I can’t recommend Major League II, even though its on TV every day.  The first one was okay, but watching Charlie Sheen try to act is like watching roadkill learn how to die.  The Rookie was two hours of Dennis Quaid reminding you to follow your dreams, even if it hurts everyone you love and care about.  Also it had Dennis Quaid.  In fact, the baseball movie I like the best stars–holy crap–Tom Hanks.  That’s right.  I’m suggesting you get A League of Their Own for someone for Christmas.  Why?  Because when he threw that glove at that kid’s face and laughed maniacally, it was the funniest fucking thing to happen during World War II.

And now, video games.  My experience with baseball games has revolved mainly around fixing the holes I put in the wall with the controller.  Since the dawn of the industry, these have only become more and more complicated.  But when I think about “baseball video games,” the first thought in my head is “Bases Loaded” for the NES.  Which is a ridiculous, 8-bit carnival of sounds and freakishly ignorant computer ball players.  The sheer logistics of some of these games was incredible–the field was the size of a country, and none of the fielders could cover that much ground.  So if you missed a grounder, it was a home run.  This was usually when my controller met the wall.

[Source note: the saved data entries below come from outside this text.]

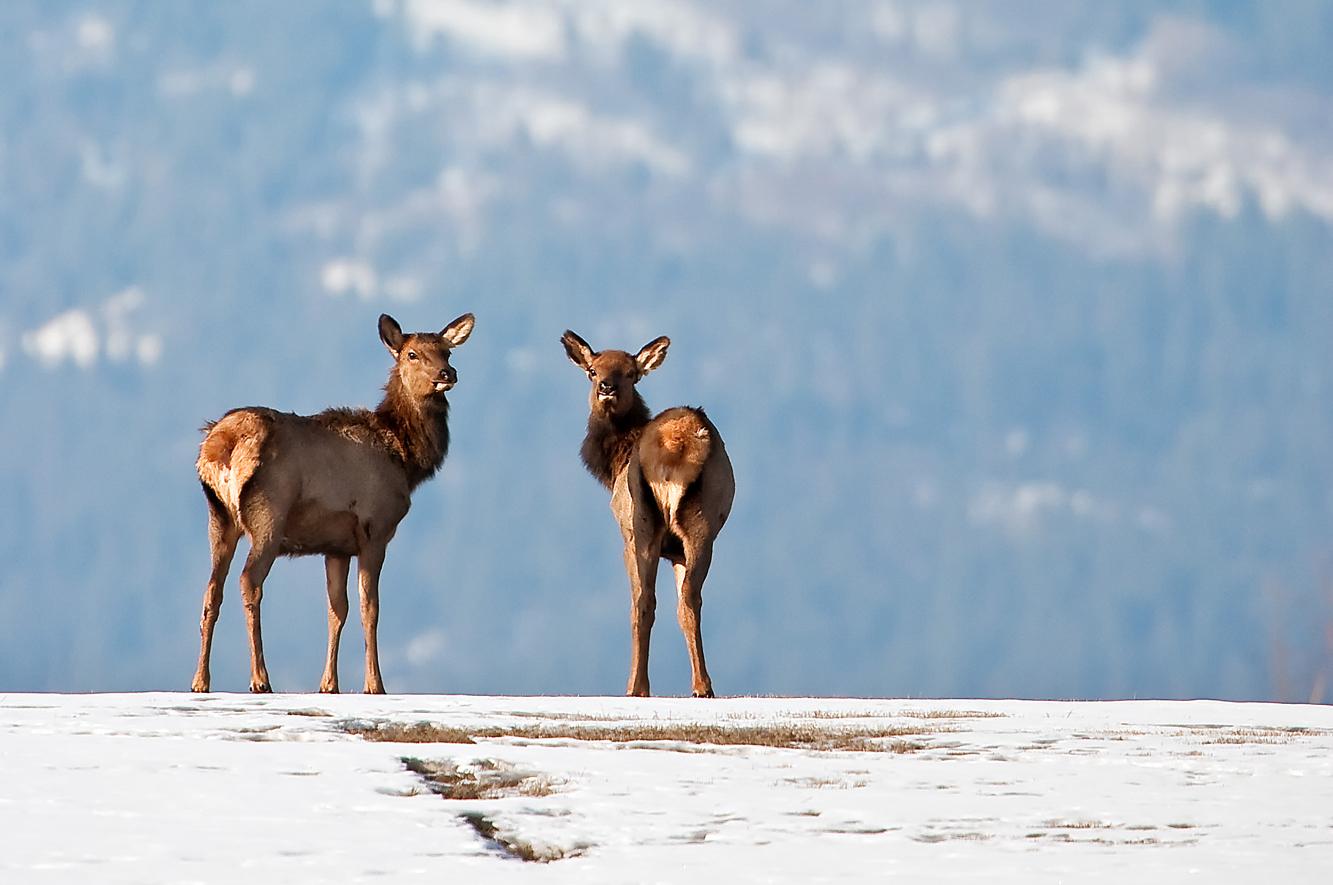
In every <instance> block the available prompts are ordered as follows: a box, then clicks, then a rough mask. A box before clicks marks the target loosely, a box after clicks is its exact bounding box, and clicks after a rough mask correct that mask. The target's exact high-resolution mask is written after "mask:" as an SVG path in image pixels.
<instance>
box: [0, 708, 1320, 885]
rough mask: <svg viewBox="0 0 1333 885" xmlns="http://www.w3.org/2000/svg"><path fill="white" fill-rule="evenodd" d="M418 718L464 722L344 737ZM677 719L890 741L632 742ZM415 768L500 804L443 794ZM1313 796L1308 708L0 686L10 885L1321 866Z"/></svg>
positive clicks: (966, 872)
mask: <svg viewBox="0 0 1333 885" xmlns="http://www.w3.org/2000/svg"><path fill="white" fill-rule="evenodd" d="M417 722H429V724H432V726H433V728H437V729H440V734H444V736H448V734H449V732H451V730H457V732H463V733H472V734H475V736H477V737H476V742H473V744H465V742H431V744H401V742H383V741H380V742H377V741H368V740H364V738H363V737H361V736H359V734H357V733H356V732H357V729H367V728H371V729H373V728H380V726H384V725H385V724H397V725H407V726H411V725H413V724H417ZM694 725H697V726H704V728H705V729H706V728H716V729H717V730H716V732H713V734H714V736H717V734H721V736H730V738H737V736H741V737H738V738H737V740H749V738H745V737H744V734H754V736H769V737H772V734H777V733H796V734H806V737H808V733H809V732H813V733H821V734H826V736H837V734H840V733H844V732H846V730H849V729H854V730H860V732H865V733H882V734H885V736H886V737H884V738H878V740H873V738H872V740H870V741H869V744H870V745H878V746H880V748H881V752H876V750H866V749H864V748H862V749H860V750H853V749H788V748H784V746H764V745H746V744H744V742H740V744H736V742H728V744H725V745H709V744H700V742H694V741H688V740H637V738H636V732H639V737H644V732H647V734H648V736H649V737H651V736H653V734H657V736H664V737H669V736H670V734H672V732H670V730H668V729H674V728H677V726H694ZM585 729H588V730H589V732H588V733H589V736H595V737H596V736H600V737H603V738H608V740H597V741H589V740H579V736H577V732H580V730H585ZM655 729H656V732H655ZM744 729H750V730H748V732H744ZM481 733H489V734H495V737H484V736H480V734H481ZM541 734H547V736H548V737H541ZM724 740H729V738H724ZM754 741H756V742H757V744H758V742H762V740H761V738H760V737H756V738H754ZM776 742H781V741H776ZM852 744H854V741H853V742H852ZM849 745H850V744H849ZM405 758H411V760H417V761H415V762H411V766H412V768H416V769H419V770H441V772H451V773H453V774H455V776H457V777H459V778H460V780H461V781H467V782H469V784H477V782H480V784H483V785H484V784H491V785H492V786H496V792H499V793H501V794H500V796H499V797H493V798H491V797H488V798H443V797H441V796H439V794H436V792H432V790H431V789H428V788H427V785H425V782H424V781H423V780H421V778H420V777H419V776H417V774H416V773H413V772H412V770H408V769H409V764H405V762H404V760H405ZM468 778H471V780H468ZM505 793H508V794H505ZM475 794H483V796H484V794H485V792H484V790H483V792H480V793H475ZM1330 800H1333V709H1329V708H1318V706H1282V705H1262V704H1222V702H1213V701H1194V702H1162V701H1141V702H1138V701H1136V702H1034V701H962V700H937V701H900V700H809V698H732V700H721V701H717V702H706V704H704V702H697V701H690V700H673V698H653V700H645V701H640V700H625V698H601V697H583V698H568V697H560V698H557V697H544V698H519V697H444V696H399V697H387V698H385V697H360V696H341V697H324V696H304V694H288V696H267V697H249V696H229V694H212V696H203V697H197V696H187V694H100V696H99V694H92V696H56V694H5V696H0V832H4V833H5V850H4V852H0V877H3V878H4V880H5V881H12V882H17V881H21V882H61V881H75V880H77V881H99V882H124V881H200V882H223V881H237V880H241V878H245V880H249V881H257V882H264V881H283V882H301V881H309V882H324V881H367V880H375V878H384V877H391V878H392V881H405V880H424V878H439V877H440V876H455V877H456V876H459V874H463V876H465V877H467V878H465V880H464V881H517V880H533V881H580V882H587V881H597V882H603V881H615V882H623V881H790V882H809V881H838V880H841V881H850V880H860V881H864V880H881V878H890V877H901V878H904V880H906V881H976V880H977V878H978V877H984V878H985V880H986V881H1024V882H1028V881H1061V880H1070V881H1125V878H1126V877H1129V876H1136V877H1138V878H1140V880H1142V881H1181V880H1182V878H1185V877H1186V876H1188V874H1194V873H1197V874H1202V876H1206V877H1208V878H1209V881H1254V878H1256V877H1258V876H1264V877H1268V878H1273V880H1276V881H1284V882H1302V881H1309V882H1313V881H1321V874H1322V873H1326V870H1328V869H1329V865H1330V862H1333V802H1330ZM469 818H471V822H469ZM504 845H509V849H505V848H504ZM516 846H517V848H516ZM524 852H525V853H528V854H529V856H536V857H543V858H552V857H557V858H560V860H551V861H549V862H523V861H521V860H517V858H516V857H513V854H519V853H524Z"/></svg>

It makes a “Wee-yoo!” sound every time the ball is thrown, there’s a quick cinematic of the pitcher having a nervous breakdown every time the opposing team hits a home run, and if I remember correctly, there’s not shortstop in the field.  But the thing is a classic, and by the end, you’re not even playing baseball–you’re playing Bases Loaded.  It has a totally different set of hurdles than an actual baseball game.  So maybe being detached from reality that far endeared it to me moreso than games that just remind me how terrible I was at playing it.

Also, New Jersey has a baseball team in the game.  I mean, New Jersey!  Ridiculous.

Was this list at all helpful?  Probably not.  Was it even a list?  Not really.  Merry Christmas. everyone.  Now go out there and purchase any one of those three hard to find and/or totally obsolete items I just mentioned.